Integrating LLMs in VTK: Community feedback

Hi everyone,

From the Kitware VTK team we are excited to share some of our initial explorations into integrating Large Language Models (LLMs) with VTK. Our goal is to harness the power of LLMs to enhance the VTK user experience and streamline scientific visualization workflows. Here is a glimpse of what we have been working on:

Current prototypes

  • Interactive Q&A: Imagine having an AI assistant that can answer your VTK questions in real-time. From basic how-to to detailed explanations, this prototype aims to provide quick and accurate responses to user queries which could complement sites such as this discourse. As a proof of concept, we just launched a VTK assistant that anyone can use! It’s built on the open-source gurubase platform and gets its info from VTK docs and examples, so you can have more targeted chats and get better answers around VTK. Give it a shot and let us know what works and what doesn’t – as VTK developers, we might have some biases in how we use it, so your feedback is super important for making it better. FYI, the assistant logs chats and answers to help us improve future versions and build test cases for evaluating future prototypes.

  • LLM VTK interpreter: Describe what you want to achieve in plain language, let the LLM generate the corresponding VTK code, and execute itself. This could significantly lower the barrier to entry for newcomers, add a whole new interface to interact with VTK, and boost productivity for experienced users.
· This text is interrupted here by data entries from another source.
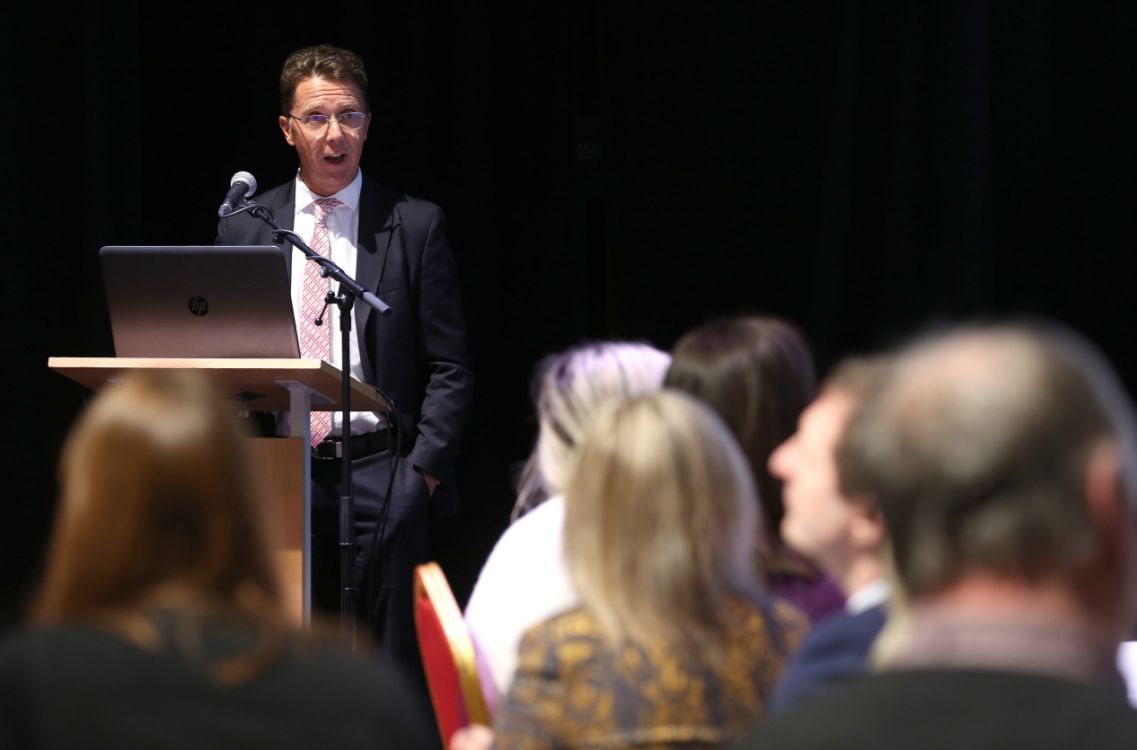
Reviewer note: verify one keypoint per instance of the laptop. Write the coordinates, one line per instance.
(200, 301)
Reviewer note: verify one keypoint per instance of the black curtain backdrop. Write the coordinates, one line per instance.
(610, 169)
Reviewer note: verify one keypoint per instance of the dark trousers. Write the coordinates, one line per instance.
(383, 569)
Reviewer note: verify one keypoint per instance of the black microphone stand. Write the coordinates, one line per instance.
(345, 299)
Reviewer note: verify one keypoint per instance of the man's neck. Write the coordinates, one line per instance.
(862, 571)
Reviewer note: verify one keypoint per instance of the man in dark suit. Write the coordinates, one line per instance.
(844, 535)
(1003, 460)
(396, 247)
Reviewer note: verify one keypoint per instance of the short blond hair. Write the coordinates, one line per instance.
(571, 388)
(661, 522)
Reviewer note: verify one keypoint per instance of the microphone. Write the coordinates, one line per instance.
(240, 186)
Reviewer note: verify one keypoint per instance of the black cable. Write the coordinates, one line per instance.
(376, 540)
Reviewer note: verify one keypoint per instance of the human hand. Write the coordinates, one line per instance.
(475, 736)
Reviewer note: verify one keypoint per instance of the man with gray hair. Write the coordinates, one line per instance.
(1002, 459)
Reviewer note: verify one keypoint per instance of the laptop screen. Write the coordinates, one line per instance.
(208, 301)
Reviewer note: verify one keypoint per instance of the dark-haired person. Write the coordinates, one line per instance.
(397, 247)
(757, 374)
(1003, 460)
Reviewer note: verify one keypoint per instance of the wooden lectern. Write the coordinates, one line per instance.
(282, 464)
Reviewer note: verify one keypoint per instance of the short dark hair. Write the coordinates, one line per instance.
(757, 374)
(322, 61)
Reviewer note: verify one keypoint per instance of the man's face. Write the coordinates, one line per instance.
(818, 517)
(329, 155)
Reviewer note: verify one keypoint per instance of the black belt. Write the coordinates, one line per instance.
(363, 444)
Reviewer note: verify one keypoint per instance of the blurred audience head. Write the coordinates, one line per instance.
(844, 534)
(1004, 451)
(661, 521)
(571, 386)
(157, 502)
(757, 374)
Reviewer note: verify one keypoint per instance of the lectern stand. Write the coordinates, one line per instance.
(282, 464)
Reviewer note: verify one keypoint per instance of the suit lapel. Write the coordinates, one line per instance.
(282, 205)
(378, 223)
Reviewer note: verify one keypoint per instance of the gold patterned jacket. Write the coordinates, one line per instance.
(573, 690)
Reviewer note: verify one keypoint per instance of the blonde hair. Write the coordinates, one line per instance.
(661, 522)
(157, 507)
(571, 386)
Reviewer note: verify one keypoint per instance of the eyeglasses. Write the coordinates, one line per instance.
(316, 123)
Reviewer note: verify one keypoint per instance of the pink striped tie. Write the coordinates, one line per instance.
(316, 340)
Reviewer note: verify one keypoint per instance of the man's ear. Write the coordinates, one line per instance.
(1112, 575)
(1105, 490)
(287, 128)
(866, 524)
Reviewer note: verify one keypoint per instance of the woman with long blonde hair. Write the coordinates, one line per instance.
(674, 641)
(159, 621)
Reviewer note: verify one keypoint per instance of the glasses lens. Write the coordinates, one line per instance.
(351, 119)
(314, 122)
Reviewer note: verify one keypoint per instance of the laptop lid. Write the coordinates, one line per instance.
(217, 301)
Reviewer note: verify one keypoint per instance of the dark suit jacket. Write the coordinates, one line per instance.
(948, 709)
(76, 686)
(416, 356)
(833, 652)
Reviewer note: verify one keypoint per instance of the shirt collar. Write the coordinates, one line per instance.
(866, 597)
(349, 196)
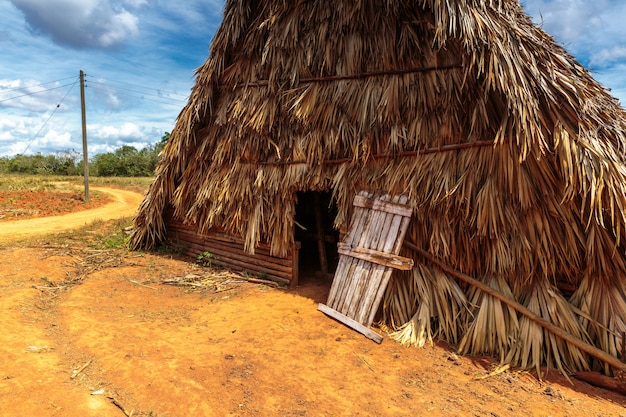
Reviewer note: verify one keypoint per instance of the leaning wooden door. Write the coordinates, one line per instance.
(368, 255)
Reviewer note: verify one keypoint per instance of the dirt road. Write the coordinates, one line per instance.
(90, 332)
(125, 204)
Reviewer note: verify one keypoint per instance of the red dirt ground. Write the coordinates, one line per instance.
(20, 205)
(88, 332)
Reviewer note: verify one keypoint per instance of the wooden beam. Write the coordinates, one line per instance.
(365, 331)
(377, 257)
(555, 330)
(386, 206)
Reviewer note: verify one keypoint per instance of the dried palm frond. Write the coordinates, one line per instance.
(494, 326)
(433, 307)
(603, 303)
(302, 96)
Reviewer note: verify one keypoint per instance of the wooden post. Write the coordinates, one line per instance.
(84, 123)
(321, 238)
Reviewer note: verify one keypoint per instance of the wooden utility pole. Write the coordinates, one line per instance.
(84, 117)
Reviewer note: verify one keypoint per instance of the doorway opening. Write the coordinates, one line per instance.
(315, 214)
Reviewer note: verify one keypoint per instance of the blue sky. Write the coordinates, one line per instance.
(139, 57)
  • Sample File Generation: Quickly generate VTK sample files based on textual descriptions. This could be a valuable tool for testing, experimentation, and education.

We need your feedback

We believe that these prototypes have the potential to transform the way we interact with VTK, however, these are only a few instances that we came up with. We would like you to join us by asking you about new use cases and ideas on how LLMs could be leveraged within the VTK ecosystem.

Your feedback will play a crucial role in shaping the future of LLM integration in VTK. Let’s work together to push the boundaries of scientific visualization!

Please share your thoughts and ideas in the comments below.

We are looking forward to hearing from you! :tada:

Join us in the conversation

@will.schroeder @olearypatrick @Christos_Tsolakis @vbolea

5 Likes

Would it be possible to train the LLM on the subject matter being visualised? e.g. molecular structure. Then have the assistant describe features/anomalies in the data?
Is that something more suited to ParaView and other downstream applications?

In principle yes, I have seen models describing images in detail and literature using machine learning methods to extract features from CFD visualizations. This is certainly an interesting avenue but at this stage we will be looking into more basic use-cases.

A slightly related example is below where we tried to “enhance” existing LLMs by providing existing VTK examples as “context knowledge”. The LLMs were then able to suggest filters to use for replicating an image. It is of course not foolproof but a good start for someone who does not know the terminology in VTK terms:

Great. Perhaps another interesting example would be to take a DICOM image and train the assistant to peel away bone/muscle/tendons.

That sounds great! Does this project incorporate VTK.js?

Indeed, there are already some interesting projects for image segmentation like https://totalsegmentator.com/ that we could leverage.

Not yet, but we could look into it in the future.